I don't know how best to implement this, but I'd think the easiest way to do it is to fork off a new process. First process checks to see if the needed files exist to process X.ebuild. If they don't, it sits and waits for the child process to finish downloading them. Then, while X.ebuild is being processed, the child process is downloading the requisite files for Y.ebuild, Z.ebuild, et al. If X.ebuild happens to be a perl script, Y might have to pause for a bit while its files download, but at least you'd have a head start. Plus, this would almost never happen after the third or fourth download (ie. initial install [of system, of kde-base, etc], after a day with many fixes, or updating 'world' on a machine that you don't want to update via a cronjob). This would cut the compile time on a new system dramatically.
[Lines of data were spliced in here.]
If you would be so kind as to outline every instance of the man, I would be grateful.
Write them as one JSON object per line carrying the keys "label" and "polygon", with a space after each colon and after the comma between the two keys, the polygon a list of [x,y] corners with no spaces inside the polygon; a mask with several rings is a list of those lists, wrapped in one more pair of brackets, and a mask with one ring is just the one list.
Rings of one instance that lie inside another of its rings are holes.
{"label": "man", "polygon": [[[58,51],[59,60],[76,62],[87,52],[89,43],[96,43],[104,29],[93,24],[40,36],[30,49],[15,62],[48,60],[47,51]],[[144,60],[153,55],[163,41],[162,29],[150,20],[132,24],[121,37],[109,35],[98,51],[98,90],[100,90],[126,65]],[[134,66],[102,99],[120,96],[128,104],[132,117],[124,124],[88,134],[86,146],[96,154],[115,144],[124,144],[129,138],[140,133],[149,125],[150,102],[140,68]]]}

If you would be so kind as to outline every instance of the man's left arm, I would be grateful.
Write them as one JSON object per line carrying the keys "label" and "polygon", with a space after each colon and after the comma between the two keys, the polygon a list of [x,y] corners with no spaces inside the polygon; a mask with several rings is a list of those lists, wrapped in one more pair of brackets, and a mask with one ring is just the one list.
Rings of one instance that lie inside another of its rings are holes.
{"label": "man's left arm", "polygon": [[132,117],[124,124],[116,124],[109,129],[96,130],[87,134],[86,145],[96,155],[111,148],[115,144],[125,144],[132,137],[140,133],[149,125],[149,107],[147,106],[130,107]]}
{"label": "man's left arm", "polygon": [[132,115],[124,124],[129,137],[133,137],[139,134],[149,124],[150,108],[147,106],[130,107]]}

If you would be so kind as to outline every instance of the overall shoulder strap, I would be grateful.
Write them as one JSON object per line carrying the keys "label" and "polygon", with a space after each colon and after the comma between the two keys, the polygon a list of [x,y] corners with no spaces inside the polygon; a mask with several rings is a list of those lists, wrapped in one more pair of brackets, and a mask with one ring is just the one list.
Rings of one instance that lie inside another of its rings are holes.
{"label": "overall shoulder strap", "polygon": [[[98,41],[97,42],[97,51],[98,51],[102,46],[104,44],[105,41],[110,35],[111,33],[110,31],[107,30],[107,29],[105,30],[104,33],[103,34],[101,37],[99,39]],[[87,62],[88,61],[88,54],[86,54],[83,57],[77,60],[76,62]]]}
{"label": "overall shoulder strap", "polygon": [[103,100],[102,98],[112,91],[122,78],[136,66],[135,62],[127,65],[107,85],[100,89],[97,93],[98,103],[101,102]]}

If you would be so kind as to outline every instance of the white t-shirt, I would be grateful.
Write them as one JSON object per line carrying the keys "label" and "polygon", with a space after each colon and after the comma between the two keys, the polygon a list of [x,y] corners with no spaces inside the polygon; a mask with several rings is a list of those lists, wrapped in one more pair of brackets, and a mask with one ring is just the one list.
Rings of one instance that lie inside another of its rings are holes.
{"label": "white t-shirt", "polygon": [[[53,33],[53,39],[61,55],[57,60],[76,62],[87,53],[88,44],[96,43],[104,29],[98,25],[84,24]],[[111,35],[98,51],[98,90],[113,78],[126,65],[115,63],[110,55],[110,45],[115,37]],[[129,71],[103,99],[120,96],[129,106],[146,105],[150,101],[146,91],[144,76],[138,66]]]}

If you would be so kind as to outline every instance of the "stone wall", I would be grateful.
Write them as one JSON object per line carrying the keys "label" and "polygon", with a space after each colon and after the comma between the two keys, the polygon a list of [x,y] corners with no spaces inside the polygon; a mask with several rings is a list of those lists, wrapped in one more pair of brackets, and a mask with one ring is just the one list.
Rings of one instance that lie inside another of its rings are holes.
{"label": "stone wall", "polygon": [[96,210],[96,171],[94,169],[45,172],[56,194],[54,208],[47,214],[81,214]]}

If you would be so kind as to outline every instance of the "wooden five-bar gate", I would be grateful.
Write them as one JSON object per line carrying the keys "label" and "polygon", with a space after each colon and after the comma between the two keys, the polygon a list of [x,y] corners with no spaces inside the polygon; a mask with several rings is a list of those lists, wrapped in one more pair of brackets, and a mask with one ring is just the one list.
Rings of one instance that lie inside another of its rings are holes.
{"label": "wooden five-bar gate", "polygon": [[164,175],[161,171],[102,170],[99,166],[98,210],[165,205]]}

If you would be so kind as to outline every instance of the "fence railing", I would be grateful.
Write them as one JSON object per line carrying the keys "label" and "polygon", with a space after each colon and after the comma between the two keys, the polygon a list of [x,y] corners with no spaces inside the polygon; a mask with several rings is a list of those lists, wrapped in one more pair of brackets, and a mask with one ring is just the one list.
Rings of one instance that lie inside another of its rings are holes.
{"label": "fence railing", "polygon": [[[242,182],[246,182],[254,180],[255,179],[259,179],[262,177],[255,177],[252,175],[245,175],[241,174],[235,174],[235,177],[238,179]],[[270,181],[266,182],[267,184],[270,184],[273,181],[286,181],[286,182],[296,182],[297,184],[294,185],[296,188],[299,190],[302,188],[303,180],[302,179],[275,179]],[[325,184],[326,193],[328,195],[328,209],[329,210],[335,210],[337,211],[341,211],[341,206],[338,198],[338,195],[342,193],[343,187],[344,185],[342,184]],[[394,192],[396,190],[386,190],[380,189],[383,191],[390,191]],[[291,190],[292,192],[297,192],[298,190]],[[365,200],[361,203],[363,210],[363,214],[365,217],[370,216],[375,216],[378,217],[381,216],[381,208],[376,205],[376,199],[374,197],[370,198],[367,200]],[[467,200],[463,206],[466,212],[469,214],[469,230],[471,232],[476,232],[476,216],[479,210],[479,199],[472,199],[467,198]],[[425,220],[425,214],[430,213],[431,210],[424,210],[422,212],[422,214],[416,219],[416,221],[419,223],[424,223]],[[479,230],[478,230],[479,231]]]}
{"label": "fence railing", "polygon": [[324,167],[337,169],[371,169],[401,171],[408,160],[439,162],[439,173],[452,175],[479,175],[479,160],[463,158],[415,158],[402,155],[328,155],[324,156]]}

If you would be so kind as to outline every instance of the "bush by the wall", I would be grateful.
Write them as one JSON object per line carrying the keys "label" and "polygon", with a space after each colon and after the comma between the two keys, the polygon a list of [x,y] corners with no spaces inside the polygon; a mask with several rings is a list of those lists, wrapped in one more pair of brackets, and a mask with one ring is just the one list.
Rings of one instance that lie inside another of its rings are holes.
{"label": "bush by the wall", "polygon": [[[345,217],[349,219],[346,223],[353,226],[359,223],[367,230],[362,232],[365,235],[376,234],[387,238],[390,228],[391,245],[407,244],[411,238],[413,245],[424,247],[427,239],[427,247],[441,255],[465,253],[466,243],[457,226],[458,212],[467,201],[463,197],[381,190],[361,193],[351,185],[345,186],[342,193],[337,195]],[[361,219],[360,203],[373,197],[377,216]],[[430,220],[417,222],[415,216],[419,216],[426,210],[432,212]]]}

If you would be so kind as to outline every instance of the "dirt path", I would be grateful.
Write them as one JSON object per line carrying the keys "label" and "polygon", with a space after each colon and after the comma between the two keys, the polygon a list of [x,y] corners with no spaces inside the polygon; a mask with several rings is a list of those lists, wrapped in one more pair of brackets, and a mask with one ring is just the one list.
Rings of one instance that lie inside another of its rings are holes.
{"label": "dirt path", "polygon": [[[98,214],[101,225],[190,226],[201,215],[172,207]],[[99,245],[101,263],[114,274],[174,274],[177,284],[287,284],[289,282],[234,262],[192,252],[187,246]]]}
And no, Mr. "I like turning off feature requests", emerge -f is not adequate. It's mighty close, but it doesn't happen in sync. Ease of use before KISS. There'd be nothing lost by implementing this. Heck, even just forking off emerge -f with all the args fed to emerge initially would do the trick.
FEATURES="parallel-fetch" exists.
FEATURES="parallel-fetch" in portage-2.1 does exactly that. *** This bug has been marked as a duplicate of 1661 *** *** This bug has been marked as a duplicate of 1661 ***
There was one thing different between this and the other bug mentioned. The word "default". Why isn't parallel-fetch enabled by default?